Second, on the other hand, Rancière does talk a great deal about the demos, and those of the part of no part, who must have everything or nothing. This is democratic politics. I don’t ever remember him adjudicating the relationship between politics and democracy—the two are by no means the same, though. I assume that we are to understand radical democratic politics as making totalizing claims, which would make it look very similar to Laclau’s radical democracy, or populism.

Third and finally, I wonder about the connection of this, the necessity, of the logic of equality. It is certainly the operative motor of politics for Rancière, so I suppose it cannot be excised from the system. But, if we re-orient Rancière’s chain of reasoning, what is it about subjectivization that requires equality? It seems that nothing requires this. It is just that the limit case of political subjectivization is that of the demos, which reaches this limit by radicalizing the logic of equality.

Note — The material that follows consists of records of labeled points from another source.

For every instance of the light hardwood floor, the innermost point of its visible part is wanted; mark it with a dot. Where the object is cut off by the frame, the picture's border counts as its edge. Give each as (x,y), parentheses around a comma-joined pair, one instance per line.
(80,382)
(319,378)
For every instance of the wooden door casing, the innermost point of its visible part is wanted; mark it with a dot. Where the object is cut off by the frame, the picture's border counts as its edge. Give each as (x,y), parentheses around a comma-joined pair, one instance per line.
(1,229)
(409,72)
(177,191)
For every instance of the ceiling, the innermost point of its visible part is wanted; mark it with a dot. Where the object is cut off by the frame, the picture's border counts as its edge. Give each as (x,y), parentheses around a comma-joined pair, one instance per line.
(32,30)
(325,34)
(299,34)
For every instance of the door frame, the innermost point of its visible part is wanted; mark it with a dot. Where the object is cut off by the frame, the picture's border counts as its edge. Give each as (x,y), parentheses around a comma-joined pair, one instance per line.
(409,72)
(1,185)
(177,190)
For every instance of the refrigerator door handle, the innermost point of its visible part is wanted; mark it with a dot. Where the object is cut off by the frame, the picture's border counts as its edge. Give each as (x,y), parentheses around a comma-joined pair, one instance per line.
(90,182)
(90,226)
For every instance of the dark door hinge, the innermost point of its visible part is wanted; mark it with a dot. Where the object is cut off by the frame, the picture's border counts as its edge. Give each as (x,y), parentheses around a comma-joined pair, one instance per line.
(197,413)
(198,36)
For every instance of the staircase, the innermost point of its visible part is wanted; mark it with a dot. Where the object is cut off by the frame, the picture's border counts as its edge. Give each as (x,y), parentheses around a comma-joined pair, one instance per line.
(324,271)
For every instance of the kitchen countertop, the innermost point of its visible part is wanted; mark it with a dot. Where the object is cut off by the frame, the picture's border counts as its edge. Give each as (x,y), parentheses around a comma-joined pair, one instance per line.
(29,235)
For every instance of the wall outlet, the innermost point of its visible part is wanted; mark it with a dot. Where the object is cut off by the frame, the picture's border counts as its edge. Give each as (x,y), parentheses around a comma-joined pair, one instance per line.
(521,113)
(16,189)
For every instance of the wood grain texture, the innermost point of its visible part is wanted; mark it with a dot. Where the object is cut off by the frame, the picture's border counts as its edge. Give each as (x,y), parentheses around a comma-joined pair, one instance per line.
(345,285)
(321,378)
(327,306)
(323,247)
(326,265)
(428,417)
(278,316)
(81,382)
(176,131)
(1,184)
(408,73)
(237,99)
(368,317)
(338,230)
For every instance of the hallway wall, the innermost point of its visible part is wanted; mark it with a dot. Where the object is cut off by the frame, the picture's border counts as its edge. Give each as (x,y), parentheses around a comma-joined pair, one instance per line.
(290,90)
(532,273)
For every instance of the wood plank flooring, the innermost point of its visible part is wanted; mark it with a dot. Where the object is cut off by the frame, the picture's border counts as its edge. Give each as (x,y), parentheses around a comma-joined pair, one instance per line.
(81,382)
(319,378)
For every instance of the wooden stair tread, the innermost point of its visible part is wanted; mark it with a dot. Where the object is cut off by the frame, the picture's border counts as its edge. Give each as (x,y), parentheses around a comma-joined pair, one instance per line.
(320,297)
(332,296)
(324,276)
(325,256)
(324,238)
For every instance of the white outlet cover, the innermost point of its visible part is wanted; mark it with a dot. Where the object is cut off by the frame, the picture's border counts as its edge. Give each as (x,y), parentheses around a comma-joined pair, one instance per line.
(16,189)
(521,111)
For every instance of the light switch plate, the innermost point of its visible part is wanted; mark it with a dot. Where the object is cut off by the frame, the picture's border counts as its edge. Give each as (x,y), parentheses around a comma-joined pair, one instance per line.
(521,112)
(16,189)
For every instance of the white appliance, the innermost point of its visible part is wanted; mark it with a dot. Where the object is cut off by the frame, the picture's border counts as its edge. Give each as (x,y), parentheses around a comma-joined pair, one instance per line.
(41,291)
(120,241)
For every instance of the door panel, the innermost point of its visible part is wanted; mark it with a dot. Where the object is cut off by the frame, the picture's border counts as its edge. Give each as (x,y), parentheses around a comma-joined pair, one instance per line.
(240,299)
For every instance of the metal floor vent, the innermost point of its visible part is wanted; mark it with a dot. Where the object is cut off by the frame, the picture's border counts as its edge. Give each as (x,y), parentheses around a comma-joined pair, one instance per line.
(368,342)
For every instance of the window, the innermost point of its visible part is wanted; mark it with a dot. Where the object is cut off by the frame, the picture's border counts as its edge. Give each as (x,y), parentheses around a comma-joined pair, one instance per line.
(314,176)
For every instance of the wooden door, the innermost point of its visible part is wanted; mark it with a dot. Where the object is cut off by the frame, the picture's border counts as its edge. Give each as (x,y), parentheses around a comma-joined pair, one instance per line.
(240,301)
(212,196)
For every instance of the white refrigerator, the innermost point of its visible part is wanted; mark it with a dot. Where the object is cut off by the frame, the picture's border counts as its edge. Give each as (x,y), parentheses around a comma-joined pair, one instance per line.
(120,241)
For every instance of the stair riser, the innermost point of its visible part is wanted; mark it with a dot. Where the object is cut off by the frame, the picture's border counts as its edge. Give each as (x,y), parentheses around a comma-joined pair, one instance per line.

I suppose the question really is: can the Police order only be challenged qua order through the logic of equality? Rancière’s answer must be yes—to me this doesn’t make intuitive sense. I would toss in here also the problem of historicity. Again, I think the comparison between Rancière and Laclau is instructive. In some ways, Rancière is obviously the more transcendental and a-historicist of the two. The equality of speaking beings is not open, philosophically, to question. It is in the nature of speaking beings to be equal. The treatment Rancière gives to forms of government, especially republicanism, also seems very transhistorical. Republicanism goes straight from Plato and Aristotle to the French Third Republic. Yet, by the same token, history is present in the texture of Rancière’s writing—the slow evolution (this term is absolutely not teleological, and strictly speaking, means the same thing as mutation) of concepts and structures across history is very much on his mind. Laclau, for all his historical sketching of the progress of an idea, gives really the impression of creating a model which might safely be applied transcontextually.

I wish I had a better language to describe why the two writers seem so distinct to me, possibly it’s a matter of pure style. Laclau’s prose is expository: making provisional definitions, defining terms, returning to the definition; raising possible objections, dealing with them; even creating typologies of examples. Rancière demands that you follow the twisting line of his thought. There are certainly returns, spiraling redefinitions, but there is no regularity.